Bisnis.com, JAKARTA—Badan Pemeriksa Keuangan (BPK) menilai pemerintah tidak konsisten menjalankan kebijakan pengendalian BBM bersubsidi sehingga menimbulkan konflik di tengah masyarakat.
“Saya melihat inkonsistensi dari kebijakan pengendalian BBM bersubsidi dari pemerintah. Kebijakan yang ditetapkan, bisa berubah dalam sehari-dua hari. Ini yang menurut saya harus diubah ke depannya,” ujar Ketua BPK Rizal Djalil di Gedung DPR, Kamis (28/08).
Dia menilai persoalan BBM bersubsidi merupakan PR besar bangsa Indonesia.
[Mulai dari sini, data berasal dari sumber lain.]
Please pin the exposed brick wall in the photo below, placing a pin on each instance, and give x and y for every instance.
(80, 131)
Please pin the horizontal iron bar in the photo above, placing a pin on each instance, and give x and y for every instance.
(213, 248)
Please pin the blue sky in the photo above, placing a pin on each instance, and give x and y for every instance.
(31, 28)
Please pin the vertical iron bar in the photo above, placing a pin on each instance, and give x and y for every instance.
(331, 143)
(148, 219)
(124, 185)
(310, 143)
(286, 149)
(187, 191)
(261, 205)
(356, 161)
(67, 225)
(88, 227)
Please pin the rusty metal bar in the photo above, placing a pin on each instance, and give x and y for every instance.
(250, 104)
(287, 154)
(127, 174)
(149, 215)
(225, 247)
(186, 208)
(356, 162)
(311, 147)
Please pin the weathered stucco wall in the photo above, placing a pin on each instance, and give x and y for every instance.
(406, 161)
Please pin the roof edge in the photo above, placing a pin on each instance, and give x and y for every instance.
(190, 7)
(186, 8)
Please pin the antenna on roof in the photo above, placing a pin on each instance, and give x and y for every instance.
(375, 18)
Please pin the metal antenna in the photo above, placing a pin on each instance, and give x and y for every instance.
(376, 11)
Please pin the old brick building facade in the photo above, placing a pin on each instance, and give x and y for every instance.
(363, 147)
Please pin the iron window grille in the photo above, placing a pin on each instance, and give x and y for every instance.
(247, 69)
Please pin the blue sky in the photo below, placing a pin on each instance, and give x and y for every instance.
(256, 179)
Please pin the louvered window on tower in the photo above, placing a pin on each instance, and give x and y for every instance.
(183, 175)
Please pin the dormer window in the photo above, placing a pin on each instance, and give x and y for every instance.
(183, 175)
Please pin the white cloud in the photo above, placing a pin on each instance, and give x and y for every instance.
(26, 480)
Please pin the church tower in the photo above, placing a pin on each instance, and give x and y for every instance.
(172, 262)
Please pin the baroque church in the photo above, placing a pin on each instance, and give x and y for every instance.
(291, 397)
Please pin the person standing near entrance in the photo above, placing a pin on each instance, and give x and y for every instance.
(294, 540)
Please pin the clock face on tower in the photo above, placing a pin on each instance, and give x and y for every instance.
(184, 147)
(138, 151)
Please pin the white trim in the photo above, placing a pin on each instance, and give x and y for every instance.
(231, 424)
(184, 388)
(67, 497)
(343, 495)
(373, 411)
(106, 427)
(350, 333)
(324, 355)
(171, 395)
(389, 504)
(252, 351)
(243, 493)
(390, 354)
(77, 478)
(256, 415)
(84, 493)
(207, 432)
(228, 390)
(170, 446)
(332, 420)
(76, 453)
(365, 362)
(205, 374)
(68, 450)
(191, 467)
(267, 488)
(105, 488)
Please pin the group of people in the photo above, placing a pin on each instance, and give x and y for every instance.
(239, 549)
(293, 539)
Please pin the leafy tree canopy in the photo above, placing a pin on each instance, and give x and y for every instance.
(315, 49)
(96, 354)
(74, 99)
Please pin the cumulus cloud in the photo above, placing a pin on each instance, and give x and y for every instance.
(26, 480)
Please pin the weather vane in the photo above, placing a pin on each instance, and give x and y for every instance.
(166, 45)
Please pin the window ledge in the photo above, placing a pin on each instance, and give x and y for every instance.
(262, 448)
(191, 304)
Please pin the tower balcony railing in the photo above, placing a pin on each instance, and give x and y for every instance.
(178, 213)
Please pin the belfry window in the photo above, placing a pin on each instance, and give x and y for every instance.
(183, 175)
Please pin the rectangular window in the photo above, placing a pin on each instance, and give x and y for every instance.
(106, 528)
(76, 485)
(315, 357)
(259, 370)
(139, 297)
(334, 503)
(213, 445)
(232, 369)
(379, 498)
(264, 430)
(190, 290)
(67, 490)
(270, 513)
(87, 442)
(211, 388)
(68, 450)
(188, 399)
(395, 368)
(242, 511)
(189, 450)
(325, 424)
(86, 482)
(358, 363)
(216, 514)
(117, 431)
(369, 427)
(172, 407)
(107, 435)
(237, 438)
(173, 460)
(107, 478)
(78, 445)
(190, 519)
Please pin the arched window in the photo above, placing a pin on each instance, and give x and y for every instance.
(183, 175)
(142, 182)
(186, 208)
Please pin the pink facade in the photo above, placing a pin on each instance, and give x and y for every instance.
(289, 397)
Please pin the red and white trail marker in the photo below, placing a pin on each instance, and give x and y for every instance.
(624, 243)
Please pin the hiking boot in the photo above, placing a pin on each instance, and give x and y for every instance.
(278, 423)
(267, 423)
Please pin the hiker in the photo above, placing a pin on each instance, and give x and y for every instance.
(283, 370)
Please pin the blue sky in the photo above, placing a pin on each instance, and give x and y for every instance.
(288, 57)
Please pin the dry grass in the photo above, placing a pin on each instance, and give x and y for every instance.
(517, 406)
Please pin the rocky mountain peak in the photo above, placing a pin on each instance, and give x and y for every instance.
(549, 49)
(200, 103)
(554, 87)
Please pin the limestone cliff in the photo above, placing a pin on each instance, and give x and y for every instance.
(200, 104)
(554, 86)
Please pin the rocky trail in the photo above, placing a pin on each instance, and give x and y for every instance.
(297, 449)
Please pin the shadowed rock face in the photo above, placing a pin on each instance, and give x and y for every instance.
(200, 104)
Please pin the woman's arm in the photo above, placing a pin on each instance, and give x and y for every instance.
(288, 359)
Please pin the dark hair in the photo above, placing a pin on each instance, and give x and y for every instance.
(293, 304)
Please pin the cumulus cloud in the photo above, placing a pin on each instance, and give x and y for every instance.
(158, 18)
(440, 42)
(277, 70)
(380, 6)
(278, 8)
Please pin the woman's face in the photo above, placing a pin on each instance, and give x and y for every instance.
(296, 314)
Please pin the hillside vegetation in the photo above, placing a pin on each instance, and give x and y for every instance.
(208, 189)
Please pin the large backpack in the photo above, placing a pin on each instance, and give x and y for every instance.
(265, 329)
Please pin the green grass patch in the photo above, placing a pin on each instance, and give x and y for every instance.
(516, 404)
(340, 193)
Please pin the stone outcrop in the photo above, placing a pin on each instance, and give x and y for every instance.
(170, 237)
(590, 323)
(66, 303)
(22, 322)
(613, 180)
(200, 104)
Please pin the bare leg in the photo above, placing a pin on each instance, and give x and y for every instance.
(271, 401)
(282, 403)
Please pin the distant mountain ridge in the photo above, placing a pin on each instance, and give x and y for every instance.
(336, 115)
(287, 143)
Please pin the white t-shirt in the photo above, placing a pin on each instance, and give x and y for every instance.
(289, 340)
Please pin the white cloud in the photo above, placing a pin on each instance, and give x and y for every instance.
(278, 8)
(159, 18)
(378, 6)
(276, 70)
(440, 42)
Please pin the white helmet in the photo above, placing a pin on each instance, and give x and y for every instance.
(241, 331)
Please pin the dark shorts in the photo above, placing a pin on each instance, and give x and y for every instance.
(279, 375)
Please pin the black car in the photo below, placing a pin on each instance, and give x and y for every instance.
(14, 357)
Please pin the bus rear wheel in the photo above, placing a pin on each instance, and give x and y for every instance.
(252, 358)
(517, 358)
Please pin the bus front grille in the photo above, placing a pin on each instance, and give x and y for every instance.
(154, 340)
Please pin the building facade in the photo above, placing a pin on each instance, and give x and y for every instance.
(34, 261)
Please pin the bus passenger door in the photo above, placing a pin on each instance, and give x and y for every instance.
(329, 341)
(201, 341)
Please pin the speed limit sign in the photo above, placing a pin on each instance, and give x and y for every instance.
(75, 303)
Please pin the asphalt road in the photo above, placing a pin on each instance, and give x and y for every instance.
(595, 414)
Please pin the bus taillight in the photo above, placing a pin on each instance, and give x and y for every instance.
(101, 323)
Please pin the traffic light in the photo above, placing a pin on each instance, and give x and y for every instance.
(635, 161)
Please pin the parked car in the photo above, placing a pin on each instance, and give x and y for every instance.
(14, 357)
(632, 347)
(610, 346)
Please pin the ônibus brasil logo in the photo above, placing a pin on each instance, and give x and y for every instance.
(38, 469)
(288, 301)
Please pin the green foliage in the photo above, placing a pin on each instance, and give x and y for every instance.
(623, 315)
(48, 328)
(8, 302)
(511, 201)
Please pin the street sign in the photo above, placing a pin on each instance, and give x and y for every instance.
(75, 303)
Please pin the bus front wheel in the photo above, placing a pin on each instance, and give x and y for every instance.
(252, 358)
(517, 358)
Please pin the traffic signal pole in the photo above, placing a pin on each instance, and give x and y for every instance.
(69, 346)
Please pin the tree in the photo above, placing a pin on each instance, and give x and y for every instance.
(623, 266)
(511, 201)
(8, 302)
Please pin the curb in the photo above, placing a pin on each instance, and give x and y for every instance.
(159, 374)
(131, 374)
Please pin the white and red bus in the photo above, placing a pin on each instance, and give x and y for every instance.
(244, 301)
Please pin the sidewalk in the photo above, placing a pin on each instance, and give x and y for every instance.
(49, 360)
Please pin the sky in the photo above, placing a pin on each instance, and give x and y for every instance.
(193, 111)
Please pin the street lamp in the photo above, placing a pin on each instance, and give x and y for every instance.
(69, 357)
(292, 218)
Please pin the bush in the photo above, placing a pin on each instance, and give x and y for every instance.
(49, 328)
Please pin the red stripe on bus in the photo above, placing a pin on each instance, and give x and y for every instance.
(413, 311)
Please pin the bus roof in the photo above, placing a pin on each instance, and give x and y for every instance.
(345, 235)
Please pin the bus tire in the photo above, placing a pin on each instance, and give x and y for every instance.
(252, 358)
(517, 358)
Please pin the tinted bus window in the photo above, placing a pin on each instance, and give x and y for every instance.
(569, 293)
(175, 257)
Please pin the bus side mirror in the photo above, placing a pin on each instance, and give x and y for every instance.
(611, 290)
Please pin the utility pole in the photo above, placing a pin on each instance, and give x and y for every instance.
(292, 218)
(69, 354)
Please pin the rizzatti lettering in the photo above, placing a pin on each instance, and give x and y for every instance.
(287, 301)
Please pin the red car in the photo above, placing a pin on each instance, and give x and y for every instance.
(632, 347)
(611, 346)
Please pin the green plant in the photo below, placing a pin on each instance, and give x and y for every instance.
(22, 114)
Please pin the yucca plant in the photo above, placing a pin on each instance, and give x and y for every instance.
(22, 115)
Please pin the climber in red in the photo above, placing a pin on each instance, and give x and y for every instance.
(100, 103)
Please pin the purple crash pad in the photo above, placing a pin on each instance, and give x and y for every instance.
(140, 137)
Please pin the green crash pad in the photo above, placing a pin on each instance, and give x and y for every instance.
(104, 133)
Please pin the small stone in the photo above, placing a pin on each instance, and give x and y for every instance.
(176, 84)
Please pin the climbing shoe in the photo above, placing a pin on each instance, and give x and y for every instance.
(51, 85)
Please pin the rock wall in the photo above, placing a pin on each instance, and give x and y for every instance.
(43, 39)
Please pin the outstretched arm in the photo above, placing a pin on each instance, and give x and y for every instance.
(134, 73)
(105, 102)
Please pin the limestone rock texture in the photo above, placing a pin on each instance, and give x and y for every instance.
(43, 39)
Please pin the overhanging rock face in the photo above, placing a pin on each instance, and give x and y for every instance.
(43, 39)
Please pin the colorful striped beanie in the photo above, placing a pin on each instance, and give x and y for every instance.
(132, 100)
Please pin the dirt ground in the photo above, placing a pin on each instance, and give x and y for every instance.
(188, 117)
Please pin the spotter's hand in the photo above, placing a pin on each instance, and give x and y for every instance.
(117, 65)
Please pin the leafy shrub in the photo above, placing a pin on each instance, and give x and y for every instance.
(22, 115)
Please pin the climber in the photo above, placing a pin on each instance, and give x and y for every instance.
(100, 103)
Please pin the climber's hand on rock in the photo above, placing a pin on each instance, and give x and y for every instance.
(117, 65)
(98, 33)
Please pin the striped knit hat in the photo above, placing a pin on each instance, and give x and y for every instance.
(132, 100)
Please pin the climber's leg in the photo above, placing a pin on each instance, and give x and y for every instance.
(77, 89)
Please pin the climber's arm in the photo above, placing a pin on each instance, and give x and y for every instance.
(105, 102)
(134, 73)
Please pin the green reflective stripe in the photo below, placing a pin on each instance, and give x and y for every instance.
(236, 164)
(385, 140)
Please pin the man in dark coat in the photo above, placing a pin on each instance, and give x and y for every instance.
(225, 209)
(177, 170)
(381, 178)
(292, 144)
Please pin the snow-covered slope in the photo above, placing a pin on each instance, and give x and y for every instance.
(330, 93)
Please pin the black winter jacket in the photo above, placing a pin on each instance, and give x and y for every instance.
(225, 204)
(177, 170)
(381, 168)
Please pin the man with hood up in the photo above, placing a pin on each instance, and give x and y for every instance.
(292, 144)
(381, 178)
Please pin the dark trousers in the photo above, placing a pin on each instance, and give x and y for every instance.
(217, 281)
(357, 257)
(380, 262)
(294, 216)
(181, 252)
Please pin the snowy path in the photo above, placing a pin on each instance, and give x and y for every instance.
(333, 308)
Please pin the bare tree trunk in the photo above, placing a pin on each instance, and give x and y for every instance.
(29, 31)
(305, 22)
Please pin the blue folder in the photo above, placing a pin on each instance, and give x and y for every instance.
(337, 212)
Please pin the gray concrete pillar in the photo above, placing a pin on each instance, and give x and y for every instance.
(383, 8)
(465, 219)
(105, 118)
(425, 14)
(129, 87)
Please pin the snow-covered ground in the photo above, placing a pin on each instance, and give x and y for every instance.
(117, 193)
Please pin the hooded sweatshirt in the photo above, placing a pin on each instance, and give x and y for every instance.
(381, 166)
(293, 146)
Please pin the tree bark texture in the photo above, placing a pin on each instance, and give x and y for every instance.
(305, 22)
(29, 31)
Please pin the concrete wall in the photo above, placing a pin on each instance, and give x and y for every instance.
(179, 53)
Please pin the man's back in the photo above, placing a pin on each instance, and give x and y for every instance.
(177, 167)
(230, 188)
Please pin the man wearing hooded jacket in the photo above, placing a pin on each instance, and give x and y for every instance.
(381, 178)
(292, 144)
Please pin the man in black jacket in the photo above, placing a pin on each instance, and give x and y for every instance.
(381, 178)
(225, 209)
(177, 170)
Menurutnya, perlu ada kesepahaman terlebih dahulu di antara para pemangku kepentingan. Apabila tidak, kebijakan yang dibuat cenderung akan kembali berubah.
Terkait rencana kenaikan harga BBM bersubsidi sebelum atau sesudah Oktober 2014, Rizal menilai tidak perlu dipermasalahkan. Menurutnya, prioritas yang perlu dilakukan pemerintah nantinya, adalah mempersiapkan masyarakat menghadapi kenaikan harga BBM.
“Yang penting masyarakat disiapkan, semua tokoh diajak, dan dikomunikasikan bahwa ini persoalan besar kita bersama. Mau tidak mau persoalan BBM bersubsidi harus diselesaikan, tentunya pasti ada risiko yang harus dihadapi,” katanya.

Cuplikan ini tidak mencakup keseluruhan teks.